Find the users which are more likely to become TL3

Is there a method to get a sorted list of users who might become Trust Level 3?
Maybe using the Data Explorer plugin and a query (?)

5 Likes

That’s an interesting question. There will be no specific query since each member ‘earns’ TL3 through interaction and engagement, but you could monitor the TL2 users to see who are visiting most regularly and engaging with more content I suppose.

Is there a reason to find this in advance rather than waiting to see who earns it?

Some third party measurement tools create ‘leaderboards’ that might point to members who have been particularly active. Is that what you need?

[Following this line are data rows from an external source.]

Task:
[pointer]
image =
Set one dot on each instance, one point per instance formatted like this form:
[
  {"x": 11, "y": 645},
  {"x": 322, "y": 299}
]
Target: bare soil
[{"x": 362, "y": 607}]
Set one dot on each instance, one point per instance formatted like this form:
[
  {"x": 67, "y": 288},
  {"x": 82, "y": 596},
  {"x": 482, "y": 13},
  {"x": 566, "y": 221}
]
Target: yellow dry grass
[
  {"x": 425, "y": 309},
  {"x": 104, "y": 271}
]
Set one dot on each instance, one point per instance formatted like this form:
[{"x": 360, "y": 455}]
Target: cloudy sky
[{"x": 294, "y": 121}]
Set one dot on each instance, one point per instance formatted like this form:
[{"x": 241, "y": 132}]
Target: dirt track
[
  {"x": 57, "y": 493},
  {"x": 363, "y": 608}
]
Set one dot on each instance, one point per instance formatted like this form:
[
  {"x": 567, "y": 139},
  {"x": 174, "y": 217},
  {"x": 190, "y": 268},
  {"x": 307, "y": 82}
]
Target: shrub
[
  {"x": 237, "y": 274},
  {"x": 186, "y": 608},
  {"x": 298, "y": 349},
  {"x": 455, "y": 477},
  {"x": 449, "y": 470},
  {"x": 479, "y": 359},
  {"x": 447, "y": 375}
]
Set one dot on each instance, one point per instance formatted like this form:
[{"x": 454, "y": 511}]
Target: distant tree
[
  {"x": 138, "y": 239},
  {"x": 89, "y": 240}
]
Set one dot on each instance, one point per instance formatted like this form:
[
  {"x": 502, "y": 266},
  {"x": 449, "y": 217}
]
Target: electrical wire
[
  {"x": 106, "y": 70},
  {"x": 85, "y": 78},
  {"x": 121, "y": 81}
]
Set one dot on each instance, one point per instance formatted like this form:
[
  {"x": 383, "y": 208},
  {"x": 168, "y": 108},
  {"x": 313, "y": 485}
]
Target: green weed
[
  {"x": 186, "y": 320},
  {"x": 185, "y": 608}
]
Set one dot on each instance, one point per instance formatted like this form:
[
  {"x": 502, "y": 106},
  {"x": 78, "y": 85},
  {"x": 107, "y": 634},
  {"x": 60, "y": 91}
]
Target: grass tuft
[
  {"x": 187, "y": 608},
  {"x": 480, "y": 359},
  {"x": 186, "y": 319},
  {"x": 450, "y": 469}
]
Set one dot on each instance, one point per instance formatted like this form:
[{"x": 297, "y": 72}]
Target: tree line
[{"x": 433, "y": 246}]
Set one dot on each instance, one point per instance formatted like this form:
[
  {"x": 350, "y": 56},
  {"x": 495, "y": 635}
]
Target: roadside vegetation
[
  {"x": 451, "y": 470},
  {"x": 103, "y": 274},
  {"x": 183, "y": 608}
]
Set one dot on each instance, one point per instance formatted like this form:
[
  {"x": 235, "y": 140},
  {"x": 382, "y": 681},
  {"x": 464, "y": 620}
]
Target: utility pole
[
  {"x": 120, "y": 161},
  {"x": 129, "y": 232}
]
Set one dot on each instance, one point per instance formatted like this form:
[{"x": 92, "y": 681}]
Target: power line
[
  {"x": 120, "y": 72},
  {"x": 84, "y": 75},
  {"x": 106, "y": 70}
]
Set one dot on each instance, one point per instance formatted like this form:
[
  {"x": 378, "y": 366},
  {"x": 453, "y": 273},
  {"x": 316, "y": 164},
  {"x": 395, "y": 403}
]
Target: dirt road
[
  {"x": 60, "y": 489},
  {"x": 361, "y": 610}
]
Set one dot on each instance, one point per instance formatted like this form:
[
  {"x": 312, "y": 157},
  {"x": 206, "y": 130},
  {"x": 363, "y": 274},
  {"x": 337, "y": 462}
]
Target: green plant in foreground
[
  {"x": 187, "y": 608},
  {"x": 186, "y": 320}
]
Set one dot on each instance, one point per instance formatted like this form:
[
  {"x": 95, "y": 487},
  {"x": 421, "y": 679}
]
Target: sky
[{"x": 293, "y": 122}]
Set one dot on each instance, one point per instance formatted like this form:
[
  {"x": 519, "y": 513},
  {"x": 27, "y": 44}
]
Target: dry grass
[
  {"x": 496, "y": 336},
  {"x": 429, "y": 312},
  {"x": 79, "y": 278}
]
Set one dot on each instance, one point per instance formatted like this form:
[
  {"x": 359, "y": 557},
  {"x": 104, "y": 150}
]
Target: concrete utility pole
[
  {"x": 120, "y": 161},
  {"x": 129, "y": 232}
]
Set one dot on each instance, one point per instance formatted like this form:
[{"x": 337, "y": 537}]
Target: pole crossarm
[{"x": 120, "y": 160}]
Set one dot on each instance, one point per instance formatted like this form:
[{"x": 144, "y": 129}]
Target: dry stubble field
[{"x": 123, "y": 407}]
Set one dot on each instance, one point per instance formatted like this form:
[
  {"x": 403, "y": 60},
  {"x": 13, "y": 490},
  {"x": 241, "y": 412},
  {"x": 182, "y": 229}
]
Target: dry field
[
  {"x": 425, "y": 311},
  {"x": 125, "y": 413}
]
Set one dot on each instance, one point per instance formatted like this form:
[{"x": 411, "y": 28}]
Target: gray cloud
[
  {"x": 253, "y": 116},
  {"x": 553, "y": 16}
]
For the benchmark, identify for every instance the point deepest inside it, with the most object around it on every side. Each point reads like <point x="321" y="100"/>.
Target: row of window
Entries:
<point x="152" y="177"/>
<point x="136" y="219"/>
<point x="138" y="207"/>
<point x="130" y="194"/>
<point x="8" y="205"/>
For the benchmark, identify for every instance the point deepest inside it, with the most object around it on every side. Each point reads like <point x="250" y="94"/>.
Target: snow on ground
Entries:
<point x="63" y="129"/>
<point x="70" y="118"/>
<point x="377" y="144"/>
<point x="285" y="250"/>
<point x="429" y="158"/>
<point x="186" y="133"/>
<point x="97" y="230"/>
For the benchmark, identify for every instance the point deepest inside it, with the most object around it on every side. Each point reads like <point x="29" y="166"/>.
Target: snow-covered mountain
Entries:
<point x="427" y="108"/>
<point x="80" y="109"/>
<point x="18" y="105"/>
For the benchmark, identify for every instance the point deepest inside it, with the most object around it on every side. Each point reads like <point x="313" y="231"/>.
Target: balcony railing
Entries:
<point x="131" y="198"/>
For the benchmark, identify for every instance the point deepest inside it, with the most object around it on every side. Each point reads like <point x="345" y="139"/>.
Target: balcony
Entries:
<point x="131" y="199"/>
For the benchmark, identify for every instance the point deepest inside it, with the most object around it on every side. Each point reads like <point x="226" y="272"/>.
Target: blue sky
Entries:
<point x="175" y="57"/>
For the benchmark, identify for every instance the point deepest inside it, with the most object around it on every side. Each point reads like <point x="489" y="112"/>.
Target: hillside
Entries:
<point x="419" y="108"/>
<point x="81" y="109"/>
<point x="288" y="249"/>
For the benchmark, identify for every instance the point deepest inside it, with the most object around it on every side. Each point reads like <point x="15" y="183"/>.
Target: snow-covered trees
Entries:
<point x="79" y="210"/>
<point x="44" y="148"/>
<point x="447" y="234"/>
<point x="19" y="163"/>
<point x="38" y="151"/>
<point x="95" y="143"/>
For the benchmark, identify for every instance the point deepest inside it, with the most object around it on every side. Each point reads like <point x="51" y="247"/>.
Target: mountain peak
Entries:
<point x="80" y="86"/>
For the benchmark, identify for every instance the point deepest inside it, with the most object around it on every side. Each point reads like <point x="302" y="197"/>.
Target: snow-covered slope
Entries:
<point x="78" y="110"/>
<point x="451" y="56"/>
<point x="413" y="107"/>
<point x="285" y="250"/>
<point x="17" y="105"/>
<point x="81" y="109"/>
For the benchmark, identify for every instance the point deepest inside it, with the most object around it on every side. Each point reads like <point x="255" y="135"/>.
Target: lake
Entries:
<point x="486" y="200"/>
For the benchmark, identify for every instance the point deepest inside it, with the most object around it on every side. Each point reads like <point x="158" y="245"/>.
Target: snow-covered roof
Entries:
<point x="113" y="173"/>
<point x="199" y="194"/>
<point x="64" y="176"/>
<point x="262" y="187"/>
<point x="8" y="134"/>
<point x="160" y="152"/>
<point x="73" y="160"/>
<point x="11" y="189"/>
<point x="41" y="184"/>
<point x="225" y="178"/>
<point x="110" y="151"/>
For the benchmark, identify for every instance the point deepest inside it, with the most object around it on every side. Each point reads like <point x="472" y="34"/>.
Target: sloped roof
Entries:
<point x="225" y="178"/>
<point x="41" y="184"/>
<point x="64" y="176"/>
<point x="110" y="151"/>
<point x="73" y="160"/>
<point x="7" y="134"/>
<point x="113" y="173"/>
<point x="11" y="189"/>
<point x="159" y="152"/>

In the past I have also created queries in excel based on data exported from the Users table and custom Data Explorer queries. I didn’t look at what you are asking, but did create monitoring tools to look at different types of activity, such as reading and posting, to better segment my members.

Let us know what you are trying to achieve and maybe we could come up with cleverer suggestions.

(also, this should probably be moved to #community where we can discuss these topics)

7 Likes

I thought about TL3 Requirements
Checking which users have the most number of :white_check_mark: Requirements and sort by that

3 Likes

You could do that, write a query to track the key fields and limit it to current TL2 users

There are loads of great query ideas for Data Explorer in another thread, and it seems that you could do a version of the User Directory, with the TL2 limit, to answer your query.

Still interested to know what you are trying to achieve in trying to ‘predict’ TL3 before it happens. Sounds like Minority Report :wink:

7 Likes

Though I have no doubt that some form of query could be put together, I have serious doubt that the amount of work needed would justify the questionable value of the results.

It is one thing to do this per user from a members admin user page, a whole different story for many accounts all at once.

At best, there will be many “moving parts” to take into consideration and arbitrary values to be decided on.

Some criteria could be used to reduce the “haystack”. i.e. only TL2 accounts that are not already TL3, accounts that are activated and not suspended. That might help somewhat.

Because many of the requirements may have been tweaked from their default values, those values would be needed to base a members values against.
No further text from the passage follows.